Benefit: Human readable, universal parser support
Cost: Massive storage overhead (repeated structure), slow parsing at scale, no database optimization, no native binary data type

JSON’s approach: Database-specific binary formats (JSONB, BSON) succeeded where XML’s failed - modular, database-optimized solutions

Architecture shift: Text-only → Binary storage with text compatibility, Failed standards → Database-integrated formats, No binary data type → Extended types (BSON)

Database binary JSON formats solve this at the storage layer - maintaining JSON’s structure and flexibility while dramatically improving query speed and storage efficiency.

Running Example: Storing 10 Million Users

Our User API from Part 1 now has validation from Part 2 . Next challenge: storing 10 million users efficiently in a database.

Current user object (text JSON):

1
2
3
4
5
6
7
8
9
{
  "id": "user-5f9d88c",
  "username": "alice",
  "email": "alice@example.com",
  "created": "2023-01-15T10:30:00Z",
  "bio": "Software engineer",
  "followers": 1234,
  "verified": true
}

Size: 156 bytes per user 10M users: 1.56 GB as text JSON

Problems at scale in databases:

Field names repeated 10 million times in storage
Text parsing required on every query
No indexing into JSON structure without parsing
Inefficient storage and retrieval for database operations

Database binary JSON formats solve this at the storage layer.

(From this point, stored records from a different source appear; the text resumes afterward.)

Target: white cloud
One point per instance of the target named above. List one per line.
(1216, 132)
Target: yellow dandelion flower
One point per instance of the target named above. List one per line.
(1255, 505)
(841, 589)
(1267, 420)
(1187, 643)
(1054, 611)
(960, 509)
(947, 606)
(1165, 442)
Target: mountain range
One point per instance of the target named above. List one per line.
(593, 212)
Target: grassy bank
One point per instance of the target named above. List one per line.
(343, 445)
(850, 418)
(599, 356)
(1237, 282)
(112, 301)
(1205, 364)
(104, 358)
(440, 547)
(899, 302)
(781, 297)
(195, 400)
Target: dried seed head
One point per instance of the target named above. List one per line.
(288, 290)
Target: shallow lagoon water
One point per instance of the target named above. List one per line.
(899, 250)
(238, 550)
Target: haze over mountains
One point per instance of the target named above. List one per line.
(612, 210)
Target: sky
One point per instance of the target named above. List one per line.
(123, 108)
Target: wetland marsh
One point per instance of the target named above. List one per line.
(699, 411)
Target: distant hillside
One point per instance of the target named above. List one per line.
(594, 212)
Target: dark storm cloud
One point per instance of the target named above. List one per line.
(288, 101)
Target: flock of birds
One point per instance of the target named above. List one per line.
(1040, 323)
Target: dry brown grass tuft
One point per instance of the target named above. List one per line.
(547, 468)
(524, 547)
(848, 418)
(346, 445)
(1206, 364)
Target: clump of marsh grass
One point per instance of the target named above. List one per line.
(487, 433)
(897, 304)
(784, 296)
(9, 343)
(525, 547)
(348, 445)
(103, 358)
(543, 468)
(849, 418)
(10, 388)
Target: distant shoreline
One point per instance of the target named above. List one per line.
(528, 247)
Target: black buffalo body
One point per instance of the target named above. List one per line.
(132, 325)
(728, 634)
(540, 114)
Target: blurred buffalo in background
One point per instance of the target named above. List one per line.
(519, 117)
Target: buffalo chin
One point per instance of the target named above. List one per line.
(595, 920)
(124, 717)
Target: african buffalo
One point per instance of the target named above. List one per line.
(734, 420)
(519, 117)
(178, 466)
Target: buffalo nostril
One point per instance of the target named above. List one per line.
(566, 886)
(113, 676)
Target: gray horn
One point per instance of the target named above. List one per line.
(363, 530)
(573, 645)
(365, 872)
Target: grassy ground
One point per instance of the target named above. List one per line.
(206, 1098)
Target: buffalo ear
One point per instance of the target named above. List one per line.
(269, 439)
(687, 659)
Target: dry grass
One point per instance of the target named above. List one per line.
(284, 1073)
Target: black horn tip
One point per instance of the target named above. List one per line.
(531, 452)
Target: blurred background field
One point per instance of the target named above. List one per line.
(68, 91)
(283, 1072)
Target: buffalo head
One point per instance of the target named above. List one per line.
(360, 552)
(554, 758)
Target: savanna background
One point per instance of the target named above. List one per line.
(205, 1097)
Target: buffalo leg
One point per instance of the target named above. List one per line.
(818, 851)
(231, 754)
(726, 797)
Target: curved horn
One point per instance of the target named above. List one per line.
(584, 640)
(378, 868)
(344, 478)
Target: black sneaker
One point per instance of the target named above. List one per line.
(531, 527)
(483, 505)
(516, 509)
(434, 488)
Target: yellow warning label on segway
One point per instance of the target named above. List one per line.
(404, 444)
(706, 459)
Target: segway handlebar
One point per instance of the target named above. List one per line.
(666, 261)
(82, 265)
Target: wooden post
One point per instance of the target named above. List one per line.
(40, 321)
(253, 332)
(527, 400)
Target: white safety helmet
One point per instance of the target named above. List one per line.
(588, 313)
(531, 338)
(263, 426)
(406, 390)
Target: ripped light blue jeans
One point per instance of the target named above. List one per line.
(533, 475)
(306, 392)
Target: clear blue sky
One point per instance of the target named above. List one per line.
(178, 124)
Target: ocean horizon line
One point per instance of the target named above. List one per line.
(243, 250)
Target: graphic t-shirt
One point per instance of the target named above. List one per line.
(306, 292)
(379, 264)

Let’s see the impact.

The Text Format Tax in Databases

What You Pay for Human-Readability

Our user object in JSON:

1
2
3
4
5
6
7
8
9
{
  "id": "user-5f9d88c",
  "username": "alice",
  "email": "alice@example.com",
  "created": "2023-01-15T10:30:00Z",
  "bio": "Software engineer",
  "followers": 1234,
  "verified": true
}

Size: 156 bytes

What happens during database queries:

Read entire string character by character from disk
Decode UTF-8 sequences
Identify delimiters ({, }, :, ,)
Parse string values (allocate memory, copy)
Convert number strings to numeric types
Handle escape sequences
Build object structure in memory for every query

The database-specific costs:

Field names stored repeatedly ("id", "username", "email" in every record)
Numbers stored as text (123456789 = 9 bytes vs 4 bytes as integer)
Date stored as 24-character string vs 8-byte timestamp
Parse overhead: string scanning, allocation for every query
No indexing without parsing entire document
JOIN operations require reparsing for every row

When Does This Matter in Databases?

Scenarios where text JSON hurts databases:

Large table queries - Parsing JSON columns in millions of rows
Complex WHERE clauses - Filtering on JSON fields requires parsing
Aggregation operations - GROUP BY, SUM on JSON fields
JOIN operations - Joining on JSON fields
Index maintenance - Extracting values for indexing
Backup/restore operations - Processing entire datasets
Analytics queries - OLAP workloads on JSON data

Database Rule of Thumb: Text JSON columns are fine for rarely-queried metadata. Consider binary formats when you have:

Frequent queries on JSON fields
Large datasets (>100K rows with JSON)
Complex aggregations or analytics
Need to index JSON content
Performance-critical applications

timeline title Database Binary JSON Evolution 2009 : MongoDB BSON : Binary JSON with extended types 2012 : PostgreSQL JSON : Text JSON column support 2014 : PostgreSQL JSONB : Binary JSON with indexing 2015 : MySQL JSON : Binary JSON column type 2016 : SQL Server JSON : JSON functions and indexing 2020+ : Wide Adoption : Binary JSON in production

The Database Binary JSON Landscape

Database binary JSON formats share common goals but differ in implementation and focus.

Common Database Goals

1. Smaller Storage

Remove repeated field names (or compress them)
Efficient number encoding (binary, not text)
No syntax overhead stored on disk

2. Faster Queries

Skip string parsing on queries (pre-decomposed data)
Direct field access via offsets
Type information embedded (no string-to-type conversion)

3. Indexable Structure

Extract fields without full document parsing
Support complex index types (GIN, GiST)
Enable fast WHERE clauses on JSON content

The Database Formats

Format	Database	Primary Use	Indexable	Schema Required
JSONB	PostgreSQL	Relational + document hybrid	Yes (GIN/GiST)	No
BSON	MongoDB	Document database storage	Yes (compound)	No
JSON	MySQL 5.7+	Binary JSON columns	Yes (virtual columns)	No
JSON	SQL Server	JSON functions/indexing	Yes (computed columns)	No

Key Distinction: Database binary JSON is storage-optimized - designed for frequent queries, indexing, and database operations. API/network binary formats (covered in Part 4) optimize for serialization speed and bandwidth.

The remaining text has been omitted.